In my application, I need to perform millions of queries to MySQL database. The codes look as follows:
for (int i=0; i< num_rows ; i++) {
String query2="select id from mytable where x='"+ y.get(i) "'";
Statement stmt2 = Con0.createStatement(ResultSet.TYPE_FORWARD_ONLY, ResultSet.CONCUR_READ_ONLY);
ResultSet rs2 = stmt2.executeQuery(query2);
... // process result in rs2
rs2.close();
}
where num_rows is around 2 million. After 600k loops, java report an error and exit:
java.lang.OutOfMemoryError: Java heap space error.

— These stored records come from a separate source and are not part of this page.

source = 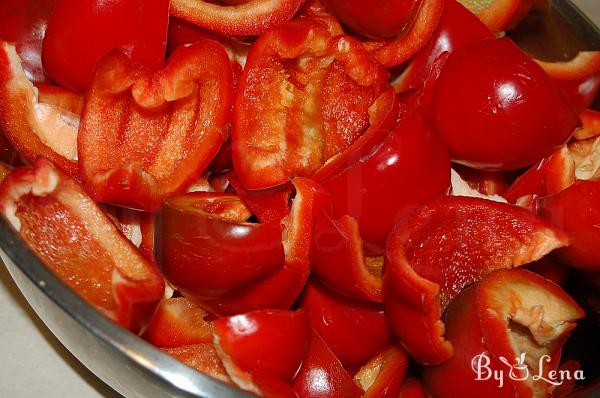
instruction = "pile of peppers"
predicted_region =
[0,0,600,398]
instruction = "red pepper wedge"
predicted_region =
[214,310,311,397]
[170,0,305,36]
[292,330,363,398]
[354,346,408,398]
[78,40,233,211]
[0,42,79,176]
[310,211,383,303]
[300,280,394,368]
[535,179,600,271]
[364,0,444,68]
[142,297,213,348]
[231,19,388,189]
[0,159,165,332]
[42,0,169,93]
[383,196,568,364]
[202,177,331,314]
[157,192,285,302]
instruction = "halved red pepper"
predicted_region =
[292,330,362,398]
[170,0,305,36]
[0,42,79,176]
[231,19,388,189]
[310,211,383,303]
[78,40,233,211]
[313,98,450,255]
[536,179,600,271]
[300,280,394,368]
[157,192,284,302]
[502,145,575,203]
[383,196,568,364]
[354,346,408,398]
[214,310,311,397]
[142,297,213,348]
[203,177,331,314]
[364,0,444,68]
[0,159,165,332]
[394,0,494,91]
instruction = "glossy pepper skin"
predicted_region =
[313,111,450,255]
[214,310,311,397]
[323,0,423,39]
[433,38,580,170]
[78,40,233,211]
[42,0,169,92]
[0,159,165,333]
[231,19,388,189]
[383,196,568,364]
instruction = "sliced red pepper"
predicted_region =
[142,297,213,348]
[0,0,58,83]
[35,84,83,116]
[310,211,383,303]
[78,40,233,211]
[536,51,600,111]
[394,0,494,91]
[313,99,450,255]
[203,177,331,314]
[573,109,600,140]
[354,346,408,398]
[364,0,444,68]
[170,0,305,36]
[536,179,600,271]
[161,343,233,384]
[157,192,284,302]
[292,330,362,398]
[42,0,169,93]
[424,270,585,398]
[0,42,79,176]
[502,145,575,203]
[383,196,568,364]
[232,20,388,189]
[300,281,394,368]
[0,159,165,332]
[228,172,294,223]
[214,310,311,397]
[452,164,508,196]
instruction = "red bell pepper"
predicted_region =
[573,109,600,140]
[300,280,394,368]
[536,51,600,112]
[203,177,331,314]
[214,310,311,397]
[364,0,444,68]
[383,196,568,364]
[0,42,79,176]
[231,19,388,189]
[354,346,408,398]
[171,0,305,36]
[42,0,169,92]
[536,179,600,271]
[292,330,362,398]
[424,270,584,398]
[161,343,233,385]
[0,0,58,83]
[394,0,494,91]
[0,159,165,332]
[142,297,213,348]
[313,99,450,255]
[78,40,233,211]
[502,145,575,203]
[310,211,383,303]
[157,192,284,301]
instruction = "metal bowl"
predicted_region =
[0,0,600,398]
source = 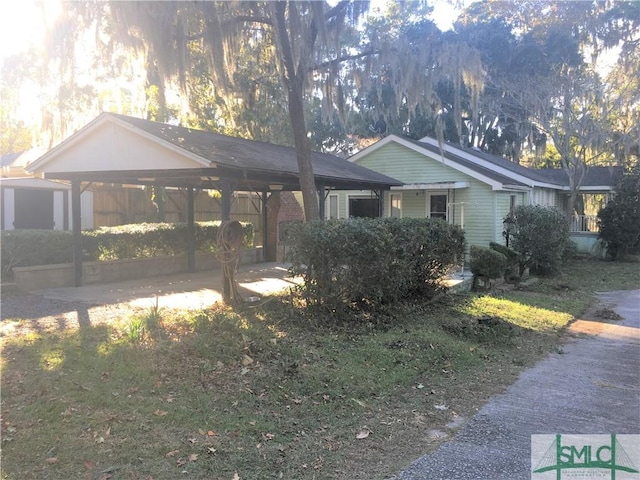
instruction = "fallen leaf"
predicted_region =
[351,398,367,408]
[242,355,253,367]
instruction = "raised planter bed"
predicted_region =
[13,247,263,292]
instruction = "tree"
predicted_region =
[91,1,371,220]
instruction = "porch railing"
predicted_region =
[569,215,600,232]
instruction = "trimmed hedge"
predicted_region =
[489,242,522,281]
[288,218,464,310]
[470,245,507,279]
[512,205,571,277]
[0,221,255,276]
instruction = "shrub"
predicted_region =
[598,166,640,260]
[290,218,464,309]
[0,230,73,277]
[470,245,507,278]
[1,221,255,275]
[512,205,569,276]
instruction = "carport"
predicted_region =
[27,113,402,294]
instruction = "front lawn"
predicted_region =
[2,260,640,480]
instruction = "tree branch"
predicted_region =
[308,50,380,72]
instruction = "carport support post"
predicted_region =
[187,187,196,273]
[262,190,269,262]
[220,180,231,302]
[318,184,327,220]
[71,180,82,287]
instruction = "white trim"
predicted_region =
[419,137,562,189]
[561,185,615,193]
[0,188,16,230]
[325,193,340,220]
[53,190,67,230]
[424,191,449,222]
[25,113,216,173]
[387,192,404,218]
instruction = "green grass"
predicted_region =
[2,261,640,480]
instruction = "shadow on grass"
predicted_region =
[2,282,596,479]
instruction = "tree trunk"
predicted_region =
[289,78,320,222]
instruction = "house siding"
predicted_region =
[336,143,525,251]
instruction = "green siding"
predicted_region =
[338,143,544,256]
[357,143,472,183]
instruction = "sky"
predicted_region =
[0,0,468,63]
[0,0,61,62]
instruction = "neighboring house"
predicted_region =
[332,135,620,251]
[0,150,93,230]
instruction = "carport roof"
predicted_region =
[27,113,402,190]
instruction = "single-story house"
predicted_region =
[0,149,93,230]
[27,112,402,285]
[332,135,621,255]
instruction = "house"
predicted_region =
[332,135,621,251]
[0,149,93,230]
[27,112,402,285]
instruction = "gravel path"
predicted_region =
[0,294,139,336]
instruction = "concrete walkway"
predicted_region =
[31,263,302,309]
[394,290,640,480]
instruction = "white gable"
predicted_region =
[28,116,212,173]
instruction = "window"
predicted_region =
[349,197,380,218]
[429,195,447,220]
[389,193,402,218]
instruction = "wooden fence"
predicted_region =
[93,185,262,240]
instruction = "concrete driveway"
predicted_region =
[31,263,296,309]
[394,290,640,480]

What's wrong in my codes? How should I avoid such an error?
Thanks in advance!
Close your statements as well.
Statement is no good solution here. Try the following code:
PreparedStatement pre = Con0.prepareStatement("select id from mytable where x=?");
for (int i=0; i< num_rows ; i++) {
pre.setString(1, y.get(i));
ResultSet rs2 = pre.executeQuery();
... // process result in rs2
rs2.close();
pre.clearParameters();
}
pre.close();
I don't know if the answer accepted by you have solved your problem, since it doesn't change anything that could cause the problem.

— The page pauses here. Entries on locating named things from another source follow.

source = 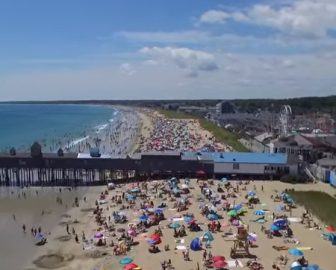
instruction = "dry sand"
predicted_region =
[21,181,336,270]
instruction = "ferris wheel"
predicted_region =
[279,105,292,137]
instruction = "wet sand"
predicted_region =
[20,180,336,270]
[0,187,86,269]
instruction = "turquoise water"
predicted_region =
[0,104,118,151]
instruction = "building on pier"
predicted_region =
[0,143,299,186]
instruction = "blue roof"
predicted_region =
[183,152,287,164]
[211,152,287,164]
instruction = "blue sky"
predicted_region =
[0,0,336,100]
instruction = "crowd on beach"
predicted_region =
[19,178,330,270]
[138,113,231,152]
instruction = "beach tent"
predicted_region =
[207,214,218,220]
[273,219,288,230]
[254,210,266,216]
[288,248,303,256]
[246,191,257,197]
[124,263,138,270]
[227,210,238,217]
[139,215,149,222]
[190,238,202,251]
[213,261,227,269]
[306,264,320,270]
[119,257,133,265]
[169,222,181,229]
[291,261,302,270]
[202,231,215,242]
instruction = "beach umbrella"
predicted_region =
[271,224,280,232]
[147,239,157,246]
[213,261,227,269]
[127,229,136,237]
[288,248,303,256]
[202,231,215,242]
[124,263,138,270]
[139,215,148,222]
[169,222,181,229]
[254,210,266,216]
[212,255,225,262]
[207,214,218,220]
[326,226,336,232]
[94,232,104,239]
[131,188,141,193]
[275,205,285,212]
[233,203,243,211]
[247,233,257,242]
[247,191,257,197]
[291,261,302,270]
[227,210,238,217]
[221,177,228,183]
[184,216,193,224]
[154,208,163,214]
[119,257,133,265]
[306,264,320,270]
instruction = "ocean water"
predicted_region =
[0,104,119,151]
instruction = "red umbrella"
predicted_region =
[327,226,336,232]
[212,256,225,262]
[124,263,138,270]
[213,261,227,269]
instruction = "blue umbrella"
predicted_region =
[119,257,133,265]
[139,215,148,222]
[202,231,215,242]
[291,261,302,270]
[254,210,266,216]
[306,264,320,270]
[169,222,181,229]
[184,216,193,223]
[247,191,257,197]
[154,208,163,214]
[221,177,228,183]
[147,239,156,246]
[233,203,243,211]
[275,205,285,212]
[208,214,218,220]
[271,224,280,232]
[288,248,303,256]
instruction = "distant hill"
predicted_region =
[2,95,336,115]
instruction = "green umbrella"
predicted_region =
[227,210,238,217]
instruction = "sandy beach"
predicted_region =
[0,110,336,270]
[13,180,336,270]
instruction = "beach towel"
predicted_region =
[297,247,313,251]
[226,260,244,268]
[287,217,302,223]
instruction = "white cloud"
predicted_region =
[120,63,136,76]
[116,31,209,43]
[200,0,336,37]
[200,10,230,23]
[140,47,219,77]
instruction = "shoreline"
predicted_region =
[19,179,333,270]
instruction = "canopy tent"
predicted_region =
[288,248,303,256]
[207,214,219,220]
[119,257,133,265]
[202,231,215,241]
[254,210,266,216]
[190,237,202,251]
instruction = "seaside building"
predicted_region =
[0,144,300,186]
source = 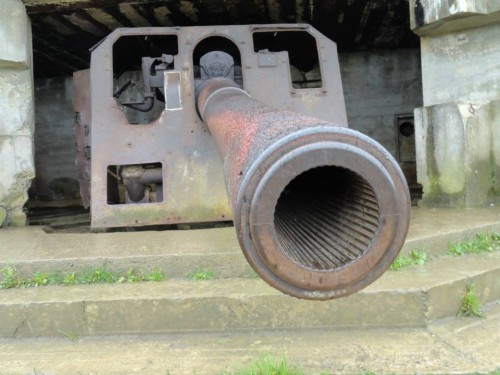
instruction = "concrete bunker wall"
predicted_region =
[0,0,35,227]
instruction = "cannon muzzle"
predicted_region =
[197,78,410,300]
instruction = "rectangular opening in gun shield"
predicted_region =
[253,31,323,89]
[107,163,163,205]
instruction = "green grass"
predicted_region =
[389,250,429,271]
[448,232,500,256]
[0,266,166,289]
[224,356,305,375]
[458,284,484,318]
[186,267,215,281]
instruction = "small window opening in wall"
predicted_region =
[253,31,323,89]
[394,114,422,205]
[113,35,179,124]
[107,163,163,205]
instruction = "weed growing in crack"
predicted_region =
[448,232,500,256]
[223,356,305,375]
[389,250,429,271]
[186,267,215,281]
[0,266,167,289]
[458,284,484,318]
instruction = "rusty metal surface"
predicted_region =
[195,79,410,300]
[73,70,92,208]
[82,25,347,227]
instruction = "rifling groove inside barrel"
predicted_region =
[274,166,379,271]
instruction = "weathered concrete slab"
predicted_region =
[410,0,500,36]
[0,208,500,278]
[0,306,500,375]
[0,252,500,337]
[0,0,31,69]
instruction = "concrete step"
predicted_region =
[0,208,500,278]
[0,251,500,338]
[0,304,500,375]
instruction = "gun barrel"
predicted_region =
[197,78,410,300]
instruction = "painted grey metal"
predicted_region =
[77,24,347,227]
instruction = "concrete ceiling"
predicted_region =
[24,0,418,78]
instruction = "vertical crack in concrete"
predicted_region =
[12,313,28,339]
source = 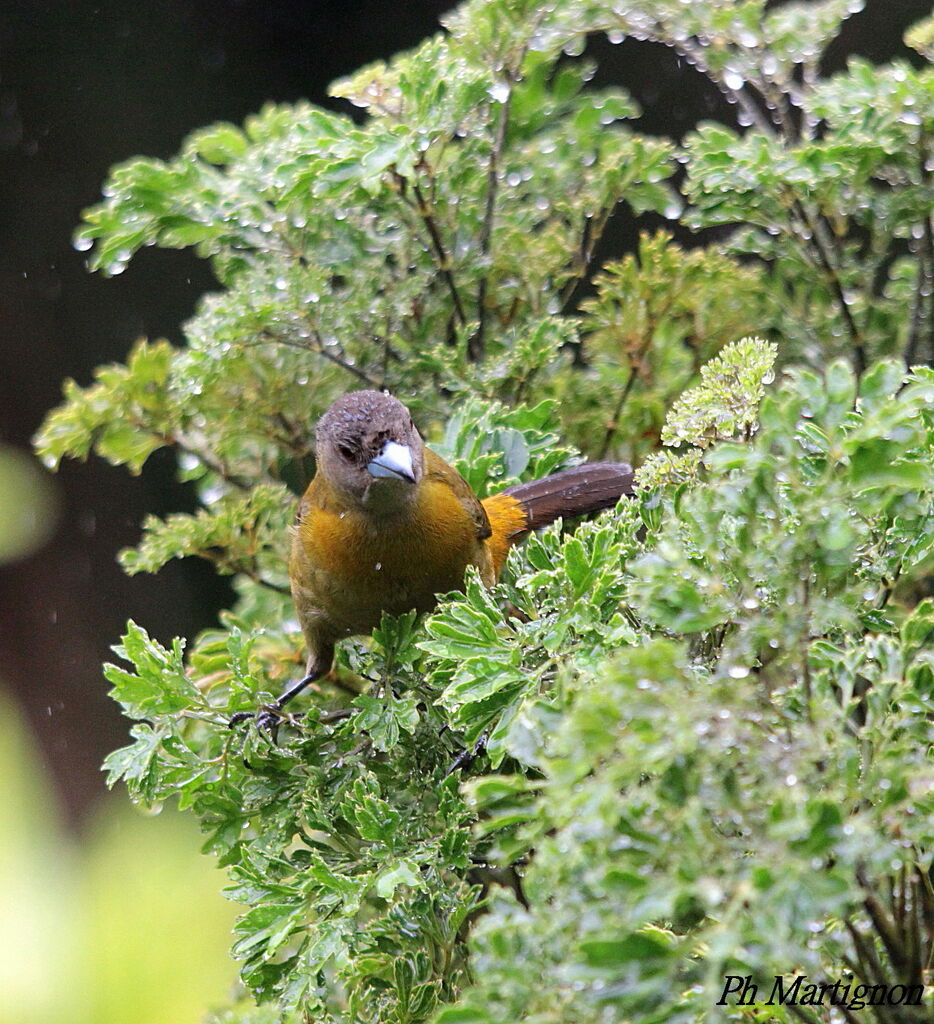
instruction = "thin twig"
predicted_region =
[792,197,866,377]
[467,83,512,362]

The problem is when ResultSet is caching all the rows returned by the query, which can either be stored while you iterate through set, or prefetched. I've had similar problem with PostgreSQL JDBC driver, which ignored the cursor fetch size, when running in no-trasactional mode.
The JDBC driver should use cursors for such queries, so you should check driver's documentation about fetchSize parameter. As alternative, you can manage cursors yourself executing SQL command to create cursor and fetch next X rows.
Using a preparedStatement, since only the value of X changes in each loop, declared outside de loop should help. You're also, at least in the shown code, not closing the statement used, which might not help the garbage collector to free the used memory.
Assuming that you are using a single connection for all your queries, and assuming your code is more complicated than what you show us, it is critical that you ensure that each Statement and each ResultSet is closed when you are finished with it. This means that you need a try/finally block like this:
for (int i=0; i< num_rows ; i++) {
String query2="select id from mytable where x='"+ y.get(i) "'";
Statement stmt2 = Con0.createStatement(ResultSet.TYPE_FORWARD_ONLY, ResultSet.CONCUR_READ_ONLY);
ResultSet rs2 = null;
try {
rs2 = stmt2.executeQuery(query2);
... // process result in rs2
} finally {
try {
stmt2.close();
} catch (SQLException sqle) {
// complain to logs
}
try {
if (rs2 != null) { rs2.close(); }
} catch (SQLException sqle) {
}
}
}
If you do not aggressively and deterministically close all result set and statement objects, and if you do requests quickly enough, you will run out of memory.